A federal court judge in Boston Thursday refused to lift an unconstitutional gag order against three students from the Massachusetts Institute of Technology (MIT) who uncovered vulnerabilities in Boston's transit fare payment system. In an editorial today, the Boston Globe wrote that Judge O'Toole "ought to lift it." Instead, the judge continued the hearing until Tuesday, and left the temporary restraining order in place.
EFF began representing the students in this case on Friday, when the Massachusetts Bay Transit Authority (MBTA) sued the students in federal court. On Saturday, a judge issued the gag order in violation of the students' First Amendment right to discuss their important research.
The court relied on a federal law aimed at computer intrusions in issuing its order, holding that even discussing the flaws at a public conference constituted a "transmission" of a computer program that could harm the fare collection system. But discussion in a public forum is clearly not the same as computer intrusion, and the students had already assured the MBTA they would withhold a key detail of the results so others could not use the information for fraudulent purposes.

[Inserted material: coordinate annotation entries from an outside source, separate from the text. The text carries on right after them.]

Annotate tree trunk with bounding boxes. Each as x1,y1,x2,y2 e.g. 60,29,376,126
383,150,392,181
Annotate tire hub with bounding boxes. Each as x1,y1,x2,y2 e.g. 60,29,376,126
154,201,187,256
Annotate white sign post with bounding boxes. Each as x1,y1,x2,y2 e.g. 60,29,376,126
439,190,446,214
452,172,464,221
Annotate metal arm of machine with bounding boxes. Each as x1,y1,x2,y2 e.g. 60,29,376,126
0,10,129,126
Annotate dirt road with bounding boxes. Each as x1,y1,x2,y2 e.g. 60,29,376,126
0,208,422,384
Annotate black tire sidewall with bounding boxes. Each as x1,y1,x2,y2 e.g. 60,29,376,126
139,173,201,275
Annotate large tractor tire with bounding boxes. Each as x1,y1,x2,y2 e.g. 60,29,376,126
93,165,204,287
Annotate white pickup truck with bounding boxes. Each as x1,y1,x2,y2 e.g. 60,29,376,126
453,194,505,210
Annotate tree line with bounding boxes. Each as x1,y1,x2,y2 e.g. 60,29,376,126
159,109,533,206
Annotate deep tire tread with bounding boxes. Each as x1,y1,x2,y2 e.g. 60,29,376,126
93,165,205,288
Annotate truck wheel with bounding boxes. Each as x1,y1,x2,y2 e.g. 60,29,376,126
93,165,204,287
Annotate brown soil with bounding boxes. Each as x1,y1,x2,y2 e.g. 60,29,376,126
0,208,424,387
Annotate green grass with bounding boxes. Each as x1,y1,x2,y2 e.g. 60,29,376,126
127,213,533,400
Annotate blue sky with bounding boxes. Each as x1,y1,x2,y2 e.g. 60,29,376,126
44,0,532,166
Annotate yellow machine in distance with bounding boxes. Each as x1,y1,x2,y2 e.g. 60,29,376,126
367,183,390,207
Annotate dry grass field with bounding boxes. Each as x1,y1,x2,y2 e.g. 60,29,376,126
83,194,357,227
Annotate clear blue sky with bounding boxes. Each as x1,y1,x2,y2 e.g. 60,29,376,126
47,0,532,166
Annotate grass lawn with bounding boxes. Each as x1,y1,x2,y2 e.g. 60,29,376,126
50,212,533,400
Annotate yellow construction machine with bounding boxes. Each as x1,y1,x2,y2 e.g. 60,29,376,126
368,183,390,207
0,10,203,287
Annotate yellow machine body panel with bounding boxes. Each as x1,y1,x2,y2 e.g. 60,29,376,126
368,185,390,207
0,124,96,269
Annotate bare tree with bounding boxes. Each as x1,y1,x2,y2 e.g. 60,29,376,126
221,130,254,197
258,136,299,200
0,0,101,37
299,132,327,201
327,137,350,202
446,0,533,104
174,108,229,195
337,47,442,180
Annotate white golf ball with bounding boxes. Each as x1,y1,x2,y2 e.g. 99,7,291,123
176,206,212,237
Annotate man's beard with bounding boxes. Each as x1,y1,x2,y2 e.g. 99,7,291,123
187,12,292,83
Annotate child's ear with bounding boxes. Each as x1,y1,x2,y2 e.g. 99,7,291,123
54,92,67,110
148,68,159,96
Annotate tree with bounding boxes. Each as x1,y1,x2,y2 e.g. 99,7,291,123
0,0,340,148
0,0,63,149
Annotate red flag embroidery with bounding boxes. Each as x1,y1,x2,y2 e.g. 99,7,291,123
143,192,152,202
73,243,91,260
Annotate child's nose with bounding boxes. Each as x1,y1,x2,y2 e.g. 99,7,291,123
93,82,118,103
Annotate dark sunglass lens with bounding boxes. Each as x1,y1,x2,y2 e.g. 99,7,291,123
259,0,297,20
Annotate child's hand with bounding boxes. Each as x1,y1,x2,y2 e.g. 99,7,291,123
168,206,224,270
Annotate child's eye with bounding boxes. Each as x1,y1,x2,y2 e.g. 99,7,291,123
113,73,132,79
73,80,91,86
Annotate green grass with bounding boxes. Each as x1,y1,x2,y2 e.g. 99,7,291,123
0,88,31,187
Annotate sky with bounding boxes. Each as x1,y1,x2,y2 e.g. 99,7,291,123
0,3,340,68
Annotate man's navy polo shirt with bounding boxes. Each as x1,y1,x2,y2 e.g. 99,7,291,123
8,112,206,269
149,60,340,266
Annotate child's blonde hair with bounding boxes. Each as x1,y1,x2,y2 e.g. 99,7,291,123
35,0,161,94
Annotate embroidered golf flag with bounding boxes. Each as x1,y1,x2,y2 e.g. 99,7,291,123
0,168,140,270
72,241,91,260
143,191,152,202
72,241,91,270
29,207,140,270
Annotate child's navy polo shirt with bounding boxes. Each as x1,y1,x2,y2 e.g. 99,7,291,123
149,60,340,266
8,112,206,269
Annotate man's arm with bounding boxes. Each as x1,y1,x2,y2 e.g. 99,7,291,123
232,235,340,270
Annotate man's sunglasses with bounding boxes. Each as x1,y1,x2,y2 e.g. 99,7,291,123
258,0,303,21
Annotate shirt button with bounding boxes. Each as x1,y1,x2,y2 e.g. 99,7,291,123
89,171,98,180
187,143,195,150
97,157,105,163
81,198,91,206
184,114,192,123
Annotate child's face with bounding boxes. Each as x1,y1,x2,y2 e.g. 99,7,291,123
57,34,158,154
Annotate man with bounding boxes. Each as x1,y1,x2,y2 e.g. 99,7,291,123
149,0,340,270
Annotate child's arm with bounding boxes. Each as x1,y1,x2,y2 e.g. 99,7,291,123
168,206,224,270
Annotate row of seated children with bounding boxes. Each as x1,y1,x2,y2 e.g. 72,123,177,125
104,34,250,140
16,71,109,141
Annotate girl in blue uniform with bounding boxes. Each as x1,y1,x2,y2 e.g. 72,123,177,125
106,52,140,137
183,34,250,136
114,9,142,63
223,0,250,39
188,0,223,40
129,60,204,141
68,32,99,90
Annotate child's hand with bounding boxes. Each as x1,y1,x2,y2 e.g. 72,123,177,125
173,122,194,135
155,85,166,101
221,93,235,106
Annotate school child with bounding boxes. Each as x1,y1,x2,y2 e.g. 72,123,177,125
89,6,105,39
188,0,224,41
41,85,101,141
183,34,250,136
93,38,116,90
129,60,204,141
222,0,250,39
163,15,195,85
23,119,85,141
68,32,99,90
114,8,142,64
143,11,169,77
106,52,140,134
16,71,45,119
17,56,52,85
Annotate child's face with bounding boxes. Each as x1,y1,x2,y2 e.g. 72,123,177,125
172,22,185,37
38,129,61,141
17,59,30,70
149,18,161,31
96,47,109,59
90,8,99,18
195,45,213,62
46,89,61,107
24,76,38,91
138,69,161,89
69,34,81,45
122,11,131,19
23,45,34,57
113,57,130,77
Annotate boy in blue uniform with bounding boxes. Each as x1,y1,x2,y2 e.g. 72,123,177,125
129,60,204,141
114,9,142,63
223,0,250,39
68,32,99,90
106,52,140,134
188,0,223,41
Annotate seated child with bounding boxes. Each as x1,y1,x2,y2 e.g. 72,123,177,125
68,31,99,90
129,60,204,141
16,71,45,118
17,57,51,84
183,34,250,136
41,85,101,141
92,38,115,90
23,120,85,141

Compounding the issue Thursday, the judge also ordered the students to hand over more documents about their research, so the judge and the MBTA could see the documents before deciding whether the students could speak. This pre-publication review by a government agency -- whether it is a federal judge or a city transit agency -- is exactly the kind of prior restraint the First Amendment was designed to abolish. As the Supreme Court has noted:
The doctrine [against] prior restraint has its roots in the 16th and 17th century English system of censorship. Under that system, all printing presses and printers were licensed by the government, and nothing could lawfully be published without the prior approval of a government or church censor.
Our founders included the Bill of Rights in the Constitution to reject that system. Thus, under the First Amendment, Court have rejected "not only licensing schemes requiring speech to be submitted to an administrative censor for prepublication review, but also injunctions against future speech issued by judges." Here we have both.

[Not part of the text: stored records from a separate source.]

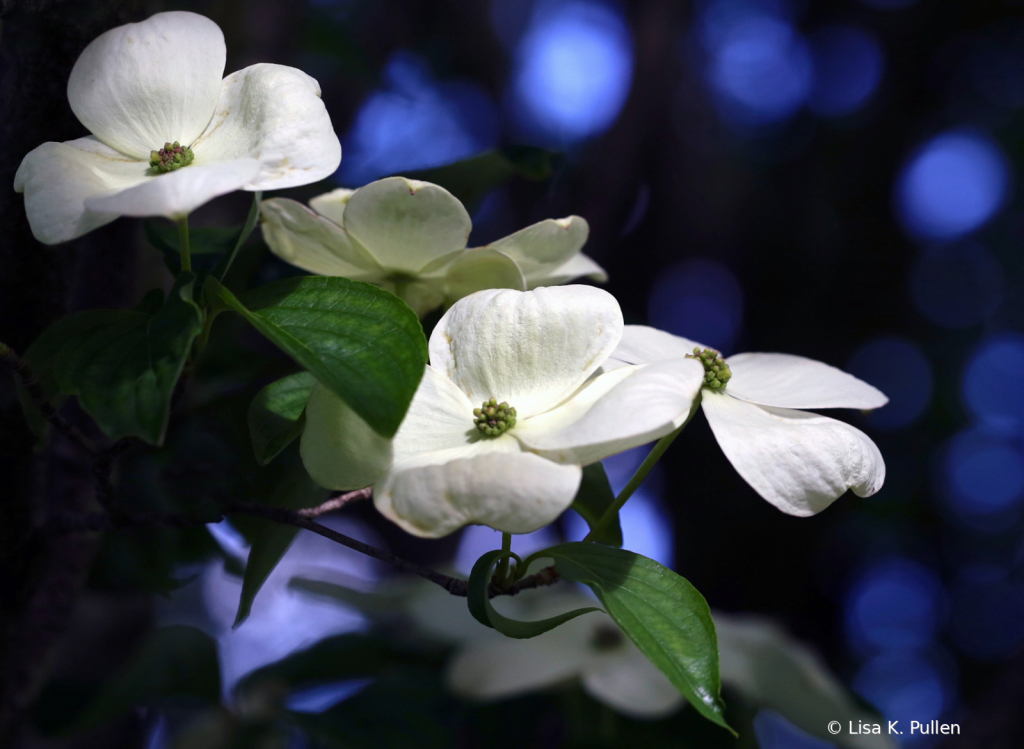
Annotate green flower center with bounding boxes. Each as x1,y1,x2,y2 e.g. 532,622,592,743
150,140,196,174
686,348,732,390
590,624,626,652
473,398,515,436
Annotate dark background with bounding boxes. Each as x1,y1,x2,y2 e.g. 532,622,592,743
0,0,1024,747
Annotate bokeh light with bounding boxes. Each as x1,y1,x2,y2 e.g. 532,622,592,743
846,336,932,429
962,333,1024,435
337,52,499,188
896,130,1010,240
808,25,885,117
939,429,1024,531
910,241,1006,329
698,0,814,130
950,565,1024,660
845,557,943,653
647,258,743,355
853,651,956,744
509,0,633,145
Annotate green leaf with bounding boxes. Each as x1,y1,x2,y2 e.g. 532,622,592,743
29,274,202,445
249,372,316,465
72,625,220,732
536,543,731,731
234,632,424,695
402,145,559,209
142,218,239,277
467,549,601,639
233,461,330,627
572,463,623,546
207,276,427,436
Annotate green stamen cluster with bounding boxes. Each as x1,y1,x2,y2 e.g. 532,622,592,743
686,348,732,390
473,398,515,436
590,624,626,652
150,140,196,174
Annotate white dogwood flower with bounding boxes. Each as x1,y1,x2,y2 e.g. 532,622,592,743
14,11,341,244
301,286,703,537
261,177,607,315
442,591,893,749
612,325,889,515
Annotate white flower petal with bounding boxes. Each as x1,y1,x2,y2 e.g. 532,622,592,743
260,198,384,281
85,159,259,218
714,612,893,749
374,448,583,538
444,247,526,303
425,284,623,419
193,63,341,190
68,11,226,161
309,188,355,226
526,252,608,289
611,325,705,364
726,353,889,409
520,359,703,465
345,177,472,274
299,383,393,491
583,647,686,720
445,631,597,701
14,136,150,245
487,216,590,279
701,389,886,515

Nevertheless, the students are interested in responsible disclosure, met with the MBTA on August 4, and already voluntarily gave the MBTA a confidential vulnerability assessment last Friday. Prior to today's hearing, the students provided, as part of a good faith effort to help resolve this matter, a more detailed 31-page Security Analysis that discusses the security vulnerabilities uncovered by the students. The report was provided to the MBTA on August 13, and filed with the court under seal.
According to the Boston Globe:
The T is not sure there is a security problem, but the 10-day injunction will provide time to find out. "The injunction is allowing us to review the research that they have and see if there is any validity to their findings, and take corrective action, if any is even necessary," said Lydia Rivera, a T spokeswoman.
The students have made clear that, since DEFCON is over, they will never give the presentation previously planned. Nevertheless, the MBTA is seeking to extend the 10-day TRO into a preliminary injunction that will last indefinitely, and has not indicated that any intent to drop the lawsuit.